Tengo un amigo que se sorprende de que me interese tanto la literatura norteamericana. Le explico lo de que son el centro del mundo, su importancia en la cultura contemporánea y que muchos de sus escritores tratan temas que me importan: relaciones familiares, de pareja, la sensación de desorientación vital y qué sé yo. Todo cierto. Pero hay algo más, y es que eso que acabo de decir provenga de un país con un estilo de vida tan diferente que casi parece extraterrestre.

No se trata de la influencia de una cultura cercana, como sería el caso de la o las europeas. Ni del exotismo de lo lejano que explica mi fijación por Siberia y Mongolia. Aquí lo que me fascina es que lo norteamericano sea, a la vez, omnipresente y absolutamente ajeno. Que una sociedad con la que es imposible no estar familiarizado resulte a menudo, sin embargo, tan incomprensible.

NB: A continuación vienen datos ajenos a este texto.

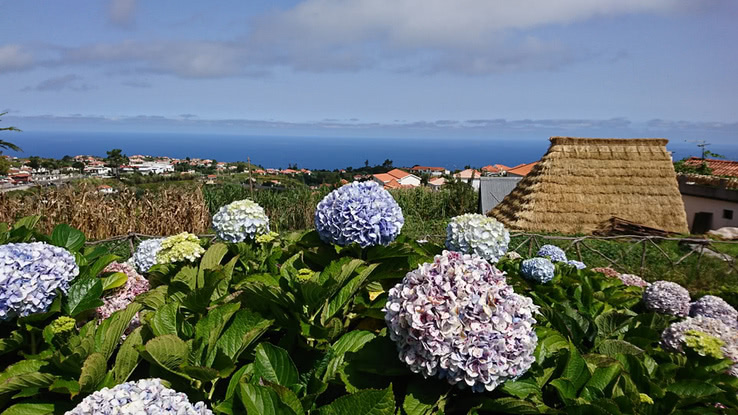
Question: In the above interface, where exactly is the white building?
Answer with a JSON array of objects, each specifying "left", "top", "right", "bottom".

No entiendo que en cualquier momento pregunten si tienen hambre, en lugar de comer a su hora. No entiendo los coches con franjas de madera. No entiendo que cambien de domicilio como de ropa, y puedan estar años sin ver a un hermano y, cuando se encuentran, le recuerden una deuda de veinte dólares. Ni que en cualquier pueblo perdido haya una atracción turística y dos moteles y tengan visitantes. Ni el proceso por el que un iraní, un keniata o un mexicano llegan a sentirse tan patriotas americanos como los tíos de camisas de cuadros que los perseguirían en su pickup con bates de beisbol. Ni que alguien trabaje en una inmobiliaria, después sea profesor y luego abra un restaurante. No entiendo esa manera de vivir hacia sí mismos; porque no es cierto que se crean el centro del mundo: para ellos, Estados Unidos es el mundo.

Es como si mis películas favoritas, la música que más he escuchado y mucha de la literatura que más me gusta procediesen de Marte. Querría saber qué pasa en Marte."